Context
Often, to troubleshoot issues such as imbalance in number of records across nodes, or to identify the current health of a cluster, we would like to investigate the partition map information.
Method
1.Run the following on an Aeropsike node.
asinfo -v 'partition-info' -l
2.Review the output.
This outputs in the format as following covering the status of the 4096 partitions for each namespace as seen on this node.
# asinfo -v 'partition-info' -l | headnamespace:partition:state:n_replicas:replica:n_dupl:working_master:emigrates:lead_emigrates:immigrates:records:tombstones:regime:version:final_versiontest:0:S:1:0:0:BB9020011AC4202:0:0:0:0:0:0:bc72f6219106.0.mp-:bc72f6219106.0.mp-test:1:S:1:0:0:BB9020011AC4202:0:0:0:0:0:0:bc72f6219106.0.mp-:bc72f6219106.0.mp-test:2:S:1:0:0:BB9020011AC4202:0:0:0:0:0:0:bc72f6219106.0.mp-:bc72f6219106.0.mp-test:3:S:1:0:0:BB9020011AC4202:0:0:0:0:0:0:bc72f6219106.0.mp-:bc72f6219106.0.mp-[...]bar:0:S:1:0:0:BB9020011AC4202:0:0:0:0:0:0:bc72f6219106.0.mp-:bc72f6219106.0.mp-bar:1:S:1:0:0:BB9020011AC4202:0:0:0:0:0:0:bc72f6219106.0.mp-:bc72f6219106.0.mp-bar:2:S:1:0:0:BB9020011AC4202:0:0:0:0:0:0:bc72f6219106.0.mp-:bc72f6219106.0.mp-bar:3:S:1:0:0:BB9020011AC4202:0:0:0:0:0:0:bc72f6219106.0.mp-:bc72f6219106.0.mp-[...]
Notes
- To understand the specific fields:
- namespace: Name of the namespace that the partition belongs to
- partition: The partition number (between 0 to 4095)
- state: The state of the partition - A(Absent), S(Sync), D(De-Sync), Z(Zombie), U(Unknown) - see below
- replica: The state of replica - 0 (Final Master), 1 (1st replica (possibly acting-master)), … -1 means not present on this node.
- n_dupl: If this node is acting or final master then n_dupl is the number of nodes that have a version that is considered different to our own else it is 0.
- working_master: If this node is acting-master or final-master then working_master is the node_id of the node that can take writes (aka working-master) else 0.
- emigrates: Number of outbound migrations scheduled for this partition on this node.
- immigrates: Number of inbound migrations scheduled for this partition on this node.
- records: Number of records residing on the partition.

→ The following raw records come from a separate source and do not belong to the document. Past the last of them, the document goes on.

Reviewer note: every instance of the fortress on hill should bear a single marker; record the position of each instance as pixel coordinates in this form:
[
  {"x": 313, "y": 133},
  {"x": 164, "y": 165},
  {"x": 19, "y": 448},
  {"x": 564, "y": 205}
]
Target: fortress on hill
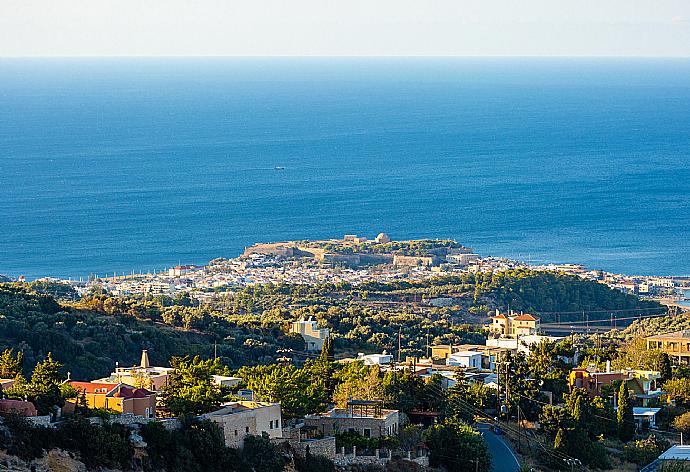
[{"x": 354, "y": 251}]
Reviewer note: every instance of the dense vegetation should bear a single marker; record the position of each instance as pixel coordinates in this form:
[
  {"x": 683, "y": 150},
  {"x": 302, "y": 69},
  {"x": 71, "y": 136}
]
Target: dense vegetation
[{"x": 250, "y": 325}]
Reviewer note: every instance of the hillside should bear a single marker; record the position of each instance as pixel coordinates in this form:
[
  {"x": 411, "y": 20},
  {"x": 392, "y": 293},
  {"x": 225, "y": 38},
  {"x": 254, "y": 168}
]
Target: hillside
[
  {"x": 90, "y": 342},
  {"x": 250, "y": 326}
]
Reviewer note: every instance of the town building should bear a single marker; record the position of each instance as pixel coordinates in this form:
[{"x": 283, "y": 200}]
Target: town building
[
  {"x": 6, "y": 383},
  {"x": 675, "y": 458},
  {"x": 465, "y": 359},
  {"x": 510, "y": 326},
  {"x": 118, "y": 397},
  {"x": 462, "y": 259},
  {"x": 309, "y": 330},
  {"x": 18, "y": 407},
  {"x": 375, "y": 359},
  {"x": 143, "y": 375},
  {"x": 241, "y": 419},
  {"x": 382, "y": 238},
  {"x": 367, "y": 417},
  {"x": 523, "y": 344},
  {"x": 642, "y": 383},
  {"x": 676, "y": 345},
  {"x": 645, "y": 418}
]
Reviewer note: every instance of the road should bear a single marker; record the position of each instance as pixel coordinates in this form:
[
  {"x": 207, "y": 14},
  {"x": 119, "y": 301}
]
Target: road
[{"x": 502, "y": 457}]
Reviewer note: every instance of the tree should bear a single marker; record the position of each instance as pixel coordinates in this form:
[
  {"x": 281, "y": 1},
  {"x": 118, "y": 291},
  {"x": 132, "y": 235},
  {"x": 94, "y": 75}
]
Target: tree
[
  {"x": 457, "y": 447},
  {"x": 299, "y": 391},
  {"x": 327, "y": 353},
  {"x": 624, "y": 415},
  {"x": 10, "y": 365},
  {"x": 190, "y": 389},
  {"x": 682, "y": 423},
  {"x": 678, "y": 390},
  {"x": 44, "y": 388},
  {"x": 361, "y": 382},
  {"x": 665, "y": 369}
]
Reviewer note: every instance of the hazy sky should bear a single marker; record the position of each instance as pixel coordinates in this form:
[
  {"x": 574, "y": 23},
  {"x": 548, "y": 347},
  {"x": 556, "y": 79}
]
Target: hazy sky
[{"x": 345, "y": 27}]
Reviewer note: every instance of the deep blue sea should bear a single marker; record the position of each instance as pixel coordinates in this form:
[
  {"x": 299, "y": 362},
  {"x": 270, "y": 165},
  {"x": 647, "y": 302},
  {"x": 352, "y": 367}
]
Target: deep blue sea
[{"x": 136, "y": 164}]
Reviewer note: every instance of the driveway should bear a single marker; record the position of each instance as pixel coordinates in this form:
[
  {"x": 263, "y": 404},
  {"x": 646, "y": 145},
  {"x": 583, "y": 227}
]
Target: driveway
[{"x": 502, "y": 457}]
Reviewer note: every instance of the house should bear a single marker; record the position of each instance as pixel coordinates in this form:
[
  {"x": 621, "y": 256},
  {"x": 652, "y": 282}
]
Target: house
[
  {"x": 443, "y": 351},
  {"x": 375, "y": 359},
  {"x": 510, "y": 325},
  {"x": 676, "y": 345},
  {"x": 643, "y": 383},
  {"x": 119, "y": 397},
  {"x": 466, "y": 359},
  {"x": 19, "y": 407},
  {"x": 367, "y": 417},
  {"x": 382, "y": 238},
  {"x": 143, "y": 375},
  {"x": 521, "y": 343},
  {"x": 226, "y": 381},
  {"x": 645, "y": 418},
  {"x": 309, "y": 330},
  {"x": 244, "y": 418},
  {"x": 676, "y": 457},
  {"x": 6, "y": 383}
]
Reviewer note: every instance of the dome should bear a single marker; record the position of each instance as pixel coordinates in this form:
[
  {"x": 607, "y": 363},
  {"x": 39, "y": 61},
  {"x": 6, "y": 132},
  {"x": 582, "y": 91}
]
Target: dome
[{"x": 383, "y": 238}]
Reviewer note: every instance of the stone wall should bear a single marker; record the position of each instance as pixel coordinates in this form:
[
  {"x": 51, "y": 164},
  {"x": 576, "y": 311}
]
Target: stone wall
[{"x": 324, "y": 447}]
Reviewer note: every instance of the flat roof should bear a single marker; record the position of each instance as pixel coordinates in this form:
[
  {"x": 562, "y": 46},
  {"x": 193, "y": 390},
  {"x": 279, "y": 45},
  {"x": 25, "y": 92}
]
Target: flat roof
[{"x": 685, "y": 334}]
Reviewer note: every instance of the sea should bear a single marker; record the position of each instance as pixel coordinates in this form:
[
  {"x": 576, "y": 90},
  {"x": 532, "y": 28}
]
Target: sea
[{"x": 132, "y": 164}]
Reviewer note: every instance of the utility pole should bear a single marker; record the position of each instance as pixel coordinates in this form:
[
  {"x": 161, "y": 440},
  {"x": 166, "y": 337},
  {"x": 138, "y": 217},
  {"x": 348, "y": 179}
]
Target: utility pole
[
  {"x": 427, "y": 343},
  {"x": 507, "y": 391},
  {"x": 498, "y": 382},
  {"x": 519, "y": 431}
]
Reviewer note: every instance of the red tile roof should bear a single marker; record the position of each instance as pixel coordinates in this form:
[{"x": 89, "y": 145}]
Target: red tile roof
[
  {"x": 117, "y": 390},
  {"x": 94, "y": 387},
  {"x": 19, "y": 407}
]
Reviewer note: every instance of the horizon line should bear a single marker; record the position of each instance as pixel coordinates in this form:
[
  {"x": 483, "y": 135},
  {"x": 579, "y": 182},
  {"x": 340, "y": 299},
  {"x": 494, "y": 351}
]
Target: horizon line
[{"x": 340, "y": 56}]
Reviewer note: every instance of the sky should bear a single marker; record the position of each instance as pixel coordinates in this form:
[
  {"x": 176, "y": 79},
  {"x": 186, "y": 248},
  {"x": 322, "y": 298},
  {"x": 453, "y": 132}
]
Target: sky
[{"x": 344, "y": 28}]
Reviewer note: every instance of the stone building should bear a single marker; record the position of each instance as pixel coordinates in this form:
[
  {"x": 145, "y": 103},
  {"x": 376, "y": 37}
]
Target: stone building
[
  {"x": 366, "y": 417},
  {"x": 241, "y": 419},
  {"x": 510, "y": 326},
  {"x": 309, "y": 330},
  {"x": 676, "y": 345}
]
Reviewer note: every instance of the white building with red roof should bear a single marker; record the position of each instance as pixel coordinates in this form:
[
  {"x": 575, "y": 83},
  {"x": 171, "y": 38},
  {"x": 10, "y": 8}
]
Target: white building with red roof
[{"x": 512, "y": 325}]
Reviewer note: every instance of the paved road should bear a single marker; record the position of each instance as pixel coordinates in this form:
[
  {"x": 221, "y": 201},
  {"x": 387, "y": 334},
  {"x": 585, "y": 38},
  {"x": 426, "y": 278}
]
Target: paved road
[{"x": 502, "y": 457}]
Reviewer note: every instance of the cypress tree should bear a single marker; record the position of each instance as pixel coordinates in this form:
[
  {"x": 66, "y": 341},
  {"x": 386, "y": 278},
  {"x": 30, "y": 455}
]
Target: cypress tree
[
  {"x": 624, "y": 415},
  {"x": 327, "y": 351},
  {"x": 665, "y": 368}
]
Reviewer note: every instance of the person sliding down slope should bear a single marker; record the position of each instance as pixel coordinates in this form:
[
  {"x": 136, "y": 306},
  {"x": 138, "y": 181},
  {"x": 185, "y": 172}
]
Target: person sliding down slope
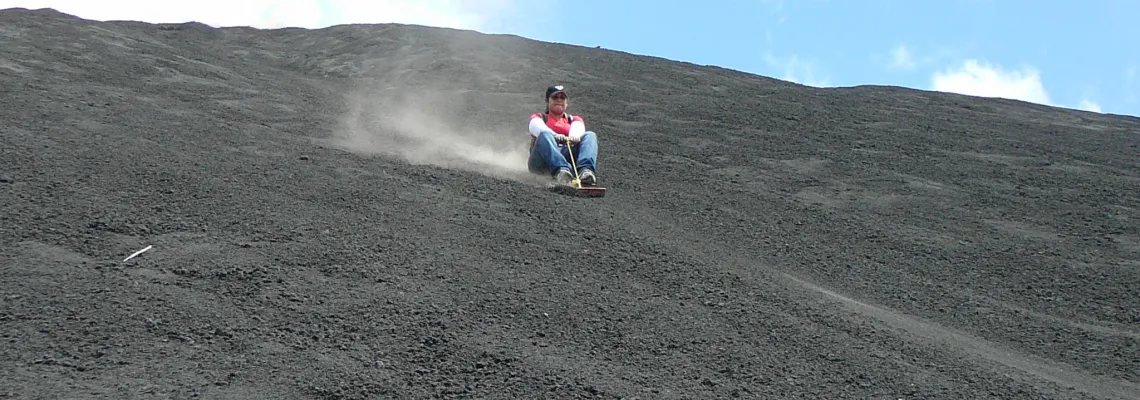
[{"x": 552, "y": 131}]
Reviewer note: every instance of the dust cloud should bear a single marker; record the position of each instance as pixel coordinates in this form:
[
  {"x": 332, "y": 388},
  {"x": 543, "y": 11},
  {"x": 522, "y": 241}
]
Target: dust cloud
[{"x": 430, "y": 127}]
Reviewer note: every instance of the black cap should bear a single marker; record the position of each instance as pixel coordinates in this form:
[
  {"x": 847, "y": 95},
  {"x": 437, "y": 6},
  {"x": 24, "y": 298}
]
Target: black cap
[{"x": 552, "y": 90}]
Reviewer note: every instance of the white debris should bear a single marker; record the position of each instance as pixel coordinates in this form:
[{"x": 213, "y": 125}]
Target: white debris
[{"x": 137, "y": 253}]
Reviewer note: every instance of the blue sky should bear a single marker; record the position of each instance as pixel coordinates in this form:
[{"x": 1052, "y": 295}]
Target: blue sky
[{"x": 1080, "y": 55}]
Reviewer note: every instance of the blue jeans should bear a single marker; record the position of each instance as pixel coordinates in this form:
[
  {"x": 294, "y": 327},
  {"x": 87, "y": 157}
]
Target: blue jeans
[{"x": 548, "y": 156}]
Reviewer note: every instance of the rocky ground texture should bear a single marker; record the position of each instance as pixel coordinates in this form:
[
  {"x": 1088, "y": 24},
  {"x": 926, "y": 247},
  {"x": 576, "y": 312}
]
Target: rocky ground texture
[{"x": 344, "y": 213}]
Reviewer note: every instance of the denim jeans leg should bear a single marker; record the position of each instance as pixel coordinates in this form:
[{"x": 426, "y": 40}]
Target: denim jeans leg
[{"x": 546, "y": 156}]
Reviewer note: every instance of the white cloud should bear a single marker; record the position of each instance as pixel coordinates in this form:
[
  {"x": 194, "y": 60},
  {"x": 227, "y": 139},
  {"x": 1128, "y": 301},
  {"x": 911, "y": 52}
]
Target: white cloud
[
  {"x": 975, "y": 78},
  {"x": 902, "y": 58},
  {"x": 796, "y": 70},
  {"x": 979, "y": 79},
  {"x": 478, "y": 15}
]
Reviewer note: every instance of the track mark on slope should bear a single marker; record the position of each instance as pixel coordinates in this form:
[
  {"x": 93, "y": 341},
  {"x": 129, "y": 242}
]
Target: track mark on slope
[{"x": 1053, "y": 372}]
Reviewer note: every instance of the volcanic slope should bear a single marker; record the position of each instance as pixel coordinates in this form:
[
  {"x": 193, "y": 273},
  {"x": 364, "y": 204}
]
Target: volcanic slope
[{"x": 344, "y": 213}]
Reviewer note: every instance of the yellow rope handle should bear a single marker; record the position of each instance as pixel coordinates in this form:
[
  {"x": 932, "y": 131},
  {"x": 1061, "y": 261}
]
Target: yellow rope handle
[{"x": 577, "y": 180}]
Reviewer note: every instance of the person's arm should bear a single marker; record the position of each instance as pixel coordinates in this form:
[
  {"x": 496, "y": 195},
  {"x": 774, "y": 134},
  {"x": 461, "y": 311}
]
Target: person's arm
[
  {"x": 538, "y": 127},
  {"x": 577, "y": 128}
]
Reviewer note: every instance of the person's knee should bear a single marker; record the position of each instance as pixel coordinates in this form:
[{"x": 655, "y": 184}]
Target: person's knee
[{"x": 545, "y": 137}]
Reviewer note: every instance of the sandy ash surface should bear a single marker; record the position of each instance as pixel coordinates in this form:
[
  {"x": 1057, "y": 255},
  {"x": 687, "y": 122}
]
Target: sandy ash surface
[{"x": 344, "y": 213}]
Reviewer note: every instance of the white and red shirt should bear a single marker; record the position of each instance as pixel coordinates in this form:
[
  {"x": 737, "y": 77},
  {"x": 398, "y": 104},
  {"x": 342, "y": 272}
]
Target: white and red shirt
[{"x": 566, "y": 124}]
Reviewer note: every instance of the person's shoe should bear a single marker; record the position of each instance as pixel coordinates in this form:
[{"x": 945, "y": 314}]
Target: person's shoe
[
  {"x": 563, "y": 177},
  {"x": 587, "y": 177}
]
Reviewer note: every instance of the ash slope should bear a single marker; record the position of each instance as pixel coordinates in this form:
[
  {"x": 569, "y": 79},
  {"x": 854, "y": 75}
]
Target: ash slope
[{"x": 342, "y": 213}]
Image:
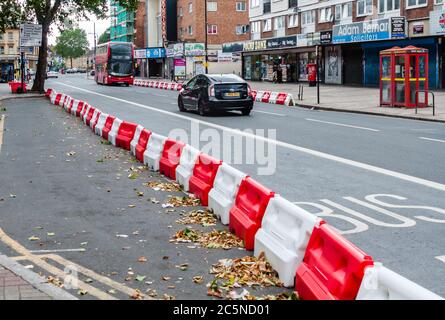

- tombstones: Number of tombstones existing on the partition.
- version: The version of the partition. The version has little to do with ongoing migrations. The ongoing migrations were scheduled based on the prior versions. These versions will dictate scheduling in later rebalances.
- final_version: This is the version for when migrations have completed for this partition. This partition version should match after migration.
- Note: Both version and final_version should match after migrations.
- All master partitons for a namespace should have the same version and final_version after migrations
- All replica partitons for a namespace should have the same version and final_version after migrations
- State of the Partition:
-
Sync is a replica that doesn’t have any outstanding immigrations.
-
Desync is a replica that does have outstanding immigrations.
-
Absent is a non-replica and it doesn’t have any data*.
-
Zombie is a non-replica and it does have data.
-
eXcluded is a CP only - X is a non-replica but is may have lost data while it was down (such as an operator wiping its disks) and is therefore “excluded” from super majority determinations.
- *By “having data” we mean that is has a version and could have taken writes, if it didn’t take writes we still consider it as “having data”.
- Verifications and additional details
- In a cluster with RF=2 and no migrations, total number of Sync master partitions “S:0” should be equal to total number of replica partitions “S:1” = 4096.
- It is acceptable to see some De-sync state partitions if a cluster has ongoing migrations.
IMPORTANT: partition-info is considered an internal debugging command, meaning the invocation or output may be changed as of any Aerospike release without prior warning. Be extremely careful when using this command for any script or automated tool.